Last summer, while collaborating with a colleague to write an assessment report, she started to talk to me about concepts she was learning in her Ph.D program. As we are both on this journey, we often share our successes and struggles in this area. This time was different. This time, she was teaching me. Specifically, she was teaching me about Critical Theory. As we worked on the report and I listened to her talk, she paused for a moment and said, “You know, you really do this well in your assessment practice”. Really? What do you mean by that?
This colleague challenged me to think about the approaches I took to make assessment work more inclusive. Creating spaces for participant agency, taking collaborative approaches to assessment work, employing diverse methodological approaches and considering my own positionality and subjectivity in this work are all approaches supported by the core ideas in Critical Theory.
This was one of those moments as a practitioner where I just needed to go home, have a glass of wine, and reflect on the knowledge this incredible person had just shared with me.

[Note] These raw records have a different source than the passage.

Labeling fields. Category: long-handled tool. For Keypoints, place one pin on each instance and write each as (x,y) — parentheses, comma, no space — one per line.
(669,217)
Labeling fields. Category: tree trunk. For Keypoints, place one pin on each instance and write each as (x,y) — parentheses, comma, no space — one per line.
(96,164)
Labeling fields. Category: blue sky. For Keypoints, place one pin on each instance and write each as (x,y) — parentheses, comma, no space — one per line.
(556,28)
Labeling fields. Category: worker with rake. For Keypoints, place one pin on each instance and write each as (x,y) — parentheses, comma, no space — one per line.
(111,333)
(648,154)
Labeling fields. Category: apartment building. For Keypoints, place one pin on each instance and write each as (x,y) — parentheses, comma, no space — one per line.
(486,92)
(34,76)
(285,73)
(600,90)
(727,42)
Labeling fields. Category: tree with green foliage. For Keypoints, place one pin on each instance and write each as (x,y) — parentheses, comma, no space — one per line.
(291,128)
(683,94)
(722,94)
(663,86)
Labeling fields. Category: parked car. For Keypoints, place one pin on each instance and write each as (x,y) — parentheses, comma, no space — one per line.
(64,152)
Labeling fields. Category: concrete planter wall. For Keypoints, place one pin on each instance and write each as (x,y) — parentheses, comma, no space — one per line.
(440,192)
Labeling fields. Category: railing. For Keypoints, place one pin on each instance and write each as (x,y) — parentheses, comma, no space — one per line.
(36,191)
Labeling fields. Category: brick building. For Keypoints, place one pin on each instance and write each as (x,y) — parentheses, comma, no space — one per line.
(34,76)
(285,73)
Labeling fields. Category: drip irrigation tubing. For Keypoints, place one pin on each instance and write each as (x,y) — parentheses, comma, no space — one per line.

We gave a presentation on Critical Approaches to Assessment at the North Carolina Independent Colleges & Universities conference and, although it went well, it fell flat. This was so much more than just dis-aggregating the data. As I started to dig more into this topic a colleague shared this fantastic post about Inclusive Assessment and recently, the National Institute for Learning Outcomes Assessment shared an occasional paper called Equity and Assessment: Moving Towards Culturally Responsive Assessment. Months after the initial presentation and a lot of reflection later, I am so excited to share that Joe Levy and I will be presenting at NASPA as one of two Assessment, Evaluation, and Research Sponsored Programs on: Using Critical Theory to Inform Assessment Practice for Equitable Outcomes.
How do you weave new ideas into your practice? In what was do you work towards equitable outcomes for the populations you serve?